Его мансарда была обставлена мебелью из комнаты горничной. Обшарпанный комодик, железная койка, старое затемнение на окнах, которое до сих пор не убрали. Холод здесь стоял собачий – еще бы, под самой крышей. Ему представилось чаепитие перед камином в гостиной, в компании Норы и Ричарда. Теперь, в половине пятого, он не усматривал в нем ничего неуместного. Оставив чемодан на кровати, он захромал вниз в поисках ванной. Она тоже изменилась до неузнаваемости: с высоким сиденьем унитаза, ступеньками, ведущими к ванне, которую тоже снабдили сиденьем. На подоконнике выстроились в ряд подкладные судна с какой-то белесой жижей.

Нору он нашел в холле.

– А я уже боялась, что ты заблудился.

«Разве можно заблудиться в собственном доме», – мысленно проворчал он, но решил сначала дождаться, когда все сядут выпить, а уж потом приступить к расспросам.

Эта задача оказалась гораздо сложнее, чем он рассчитывал. Нора не сидела на месте, она носилась туда-сюда, потому что ее поминутно кто-нибудь спрашивал, или она сама решала, что понадобилась кому-нибудь. За полчаса до ужина он устроился с Ричардом в прежней маленькой столовой, которую Нора теперь называла «нашим личным пристанищем». В комнате царила духота и остро пахло керосином от печки, которая сердито мерцала и почти не давала тепла.

– А почему вы не разведете огонь? Здесь прекрасный камин.

– Нора говорит, лишние хлопоты для персонала. Подыскивать людей сейчас вообще ужасно трудно. Так она говорит.

Ричард сидел в инвалидном кресле, одетый во фланелевую рубашку с расстегнутым воротом и теплую кофту с пустыми рукавами, аккуратно приколотыми по бокам. На подносе, пристроенном на подлокотниках его кресла, стояла бакелитовая кружка с торчащей из нее соломинкой. Время от времени он наклонял голову и посасывал через соломинку свой джин с тоником.

– Извините, льда нет, – сказал он. – Джин и тоник – уже роскошь, можете мне поверить.

– В провинции до сих пор так трудно раздобыть джин?

– Не то чтобы трудно. Думаю, просто считается, что он не по карману.

– А-а.

– Раз уж вы все равно встали, – он и не собирался, – может, подольете мне? Пока начальство не вернулось?

Он выполнил просьбу и подлил заодно и в свой стакан.

– Будь моя воля, – сказал Ричард после того, как снова присосался к соломинке, – джин выдавали бы неограниченно. И точка. Нет у меня чувства меры. Ни в чем.

Стало тихо, от расходящейся мелкой рябью вспышки неловкой жалости Реймонд как-то растерялся и не мог придумать, что сказать.

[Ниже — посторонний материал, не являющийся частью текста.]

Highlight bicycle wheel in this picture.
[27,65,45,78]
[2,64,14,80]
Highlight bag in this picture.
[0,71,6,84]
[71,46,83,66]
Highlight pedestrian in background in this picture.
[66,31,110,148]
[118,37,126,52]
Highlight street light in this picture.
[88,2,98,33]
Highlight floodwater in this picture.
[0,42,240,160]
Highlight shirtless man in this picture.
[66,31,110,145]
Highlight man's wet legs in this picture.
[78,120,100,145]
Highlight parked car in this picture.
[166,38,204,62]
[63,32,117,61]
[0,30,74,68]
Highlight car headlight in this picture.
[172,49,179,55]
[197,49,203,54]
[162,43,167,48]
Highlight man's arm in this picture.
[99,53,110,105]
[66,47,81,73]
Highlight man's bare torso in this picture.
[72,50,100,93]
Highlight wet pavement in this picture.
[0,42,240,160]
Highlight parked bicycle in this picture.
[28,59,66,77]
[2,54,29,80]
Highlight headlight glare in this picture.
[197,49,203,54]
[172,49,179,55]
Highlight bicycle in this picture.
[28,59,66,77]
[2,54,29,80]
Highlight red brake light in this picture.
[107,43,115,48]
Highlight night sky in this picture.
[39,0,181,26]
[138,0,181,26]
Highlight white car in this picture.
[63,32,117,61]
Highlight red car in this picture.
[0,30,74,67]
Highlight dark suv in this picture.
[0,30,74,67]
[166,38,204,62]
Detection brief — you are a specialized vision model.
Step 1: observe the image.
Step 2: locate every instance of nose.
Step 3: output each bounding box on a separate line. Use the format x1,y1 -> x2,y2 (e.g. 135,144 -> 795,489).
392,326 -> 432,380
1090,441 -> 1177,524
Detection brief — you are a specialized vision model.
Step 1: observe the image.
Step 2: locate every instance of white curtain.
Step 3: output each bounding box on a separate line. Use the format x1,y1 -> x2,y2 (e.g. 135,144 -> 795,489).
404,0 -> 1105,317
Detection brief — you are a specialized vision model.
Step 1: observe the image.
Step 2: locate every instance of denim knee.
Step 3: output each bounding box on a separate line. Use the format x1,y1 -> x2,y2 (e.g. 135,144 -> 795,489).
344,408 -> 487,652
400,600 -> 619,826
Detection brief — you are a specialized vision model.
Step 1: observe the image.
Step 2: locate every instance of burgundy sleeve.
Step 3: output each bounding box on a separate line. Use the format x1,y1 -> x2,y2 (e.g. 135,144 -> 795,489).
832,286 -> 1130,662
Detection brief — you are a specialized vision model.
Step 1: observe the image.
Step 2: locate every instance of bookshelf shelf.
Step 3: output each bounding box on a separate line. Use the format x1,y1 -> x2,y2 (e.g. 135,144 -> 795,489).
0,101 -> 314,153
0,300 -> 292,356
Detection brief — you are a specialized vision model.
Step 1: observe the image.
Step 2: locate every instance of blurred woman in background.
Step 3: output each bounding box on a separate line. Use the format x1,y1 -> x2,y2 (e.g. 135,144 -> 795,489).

– И все же, – продолжал Ричард, – по-моему, нам крупно повезло по сравнению с другими горемыками. Им про джин ни гугу. Потому что им-то не видать ни капли – если, конечно, родня не навестит и не привезет.

Последовала еще одна краткая пауза.

– Вы не будете так добры достать пачку курева – она там, за словарем на полке, – и прикурить мне? И себе возьмите, если охота. Только поживее, а то она уже скоро.

Реймонд отыскал в тайнике почти пустую пачку сигарет и коробку спичек, прикурил, вставил сигарету между губ Ричарда. Тот глубоко затянулся пару раз и дал понять, что сигарету можно вынуть.

– Извините, вы бы придвинули свой стул поближе, не пришлось бы тогда стоять. А ну-ка, еще разок. И себе возьмите, а пачку спрячьте, сделайте одолжение.

Нора вернулась раньше, чем сигарета была докурена.

– Бедный Ленард! Выпал из кресла, и Майра в одиночку никак не могла поднять его с пола. То-то мне послышался грохот, и хорошо, что я… дорогой! Откуда у тебя сигарета?

– Реймонд дал.

– А-а. Папа, ему нельзя курить. Я думала, ты знаешь.